Chapter 10, Problem 4MPS

To determine

Find the speed of a 60-tooth gear meshed with a 36 teeth gear.

Answer to Problem 4MPS

120 revolution/min

Explanation of Solution

Given:

When two meshed gears revolve, their speeds vary inversely as the numbers of teeth they have.A gear with 36 teeth runs at 200 revolutions/min .

Calculation:

Given,

when two meshed gears revolve, their speeds vary inversely as the numbers of teeth they have, so,

  $v\propto \frac{1}{T}$ where v is the speed of the gear and T is the number of teeth.

So, $v=\frac{k}{T}$ ; where k is the constant of proportionality.

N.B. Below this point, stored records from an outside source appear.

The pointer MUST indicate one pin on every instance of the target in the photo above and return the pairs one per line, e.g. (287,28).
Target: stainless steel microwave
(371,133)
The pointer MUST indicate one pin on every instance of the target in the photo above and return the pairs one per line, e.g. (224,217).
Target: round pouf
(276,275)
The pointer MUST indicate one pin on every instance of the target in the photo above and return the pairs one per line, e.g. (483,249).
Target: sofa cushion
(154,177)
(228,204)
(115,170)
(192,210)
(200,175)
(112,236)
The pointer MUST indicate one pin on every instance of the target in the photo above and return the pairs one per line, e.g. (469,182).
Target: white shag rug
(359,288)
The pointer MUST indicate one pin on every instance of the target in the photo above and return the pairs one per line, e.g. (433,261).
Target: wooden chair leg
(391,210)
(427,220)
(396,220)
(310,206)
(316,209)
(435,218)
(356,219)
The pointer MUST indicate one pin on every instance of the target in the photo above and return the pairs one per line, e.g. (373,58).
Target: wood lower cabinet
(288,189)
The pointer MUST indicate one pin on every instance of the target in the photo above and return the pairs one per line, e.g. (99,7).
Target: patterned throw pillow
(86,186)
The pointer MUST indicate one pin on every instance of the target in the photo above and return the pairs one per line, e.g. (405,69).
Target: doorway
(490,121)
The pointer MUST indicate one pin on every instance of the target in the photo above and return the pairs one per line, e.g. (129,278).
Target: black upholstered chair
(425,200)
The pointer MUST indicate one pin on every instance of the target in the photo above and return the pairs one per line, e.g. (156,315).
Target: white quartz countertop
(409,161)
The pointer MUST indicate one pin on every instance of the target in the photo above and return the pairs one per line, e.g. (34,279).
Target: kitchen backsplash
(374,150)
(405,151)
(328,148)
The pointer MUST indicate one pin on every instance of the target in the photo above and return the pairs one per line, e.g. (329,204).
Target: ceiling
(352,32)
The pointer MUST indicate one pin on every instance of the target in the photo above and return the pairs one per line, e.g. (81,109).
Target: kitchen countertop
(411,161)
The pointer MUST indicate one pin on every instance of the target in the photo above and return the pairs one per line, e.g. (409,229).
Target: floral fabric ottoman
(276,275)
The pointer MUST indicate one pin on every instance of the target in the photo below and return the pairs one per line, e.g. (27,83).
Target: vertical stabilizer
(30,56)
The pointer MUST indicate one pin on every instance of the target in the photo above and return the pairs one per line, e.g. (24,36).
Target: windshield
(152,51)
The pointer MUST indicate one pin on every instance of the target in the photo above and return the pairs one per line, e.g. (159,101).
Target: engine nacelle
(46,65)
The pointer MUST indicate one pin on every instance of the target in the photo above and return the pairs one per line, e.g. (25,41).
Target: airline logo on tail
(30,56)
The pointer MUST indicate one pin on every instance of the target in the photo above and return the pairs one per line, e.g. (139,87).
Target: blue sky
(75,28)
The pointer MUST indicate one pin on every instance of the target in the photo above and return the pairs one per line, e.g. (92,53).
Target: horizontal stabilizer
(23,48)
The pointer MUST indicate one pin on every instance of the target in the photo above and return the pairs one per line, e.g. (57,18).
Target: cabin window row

A gear with 36 teeth runs at 200 revolutions/min . Find the constant of proportionality:

  $\begin{array}{l}v=\frac{k}{T}\\ \Rightarrow 200=\frac{k}{36}\\ \Rightarrow k=200(36)\mathrm{................}[\text{multiply 36 each side]}\\ \Rightarrow k=7200\end{array}$

So, speed of a 60-tooth gear meshed is :

  $\begin{array}{l}v=\frac{7200}{T}\\ \Rightarrow v=\frac{7200}{60}\\ \Rightarrow v=120\end{array}$

So, the speed of 60-tooth gear is 120 revolution/min.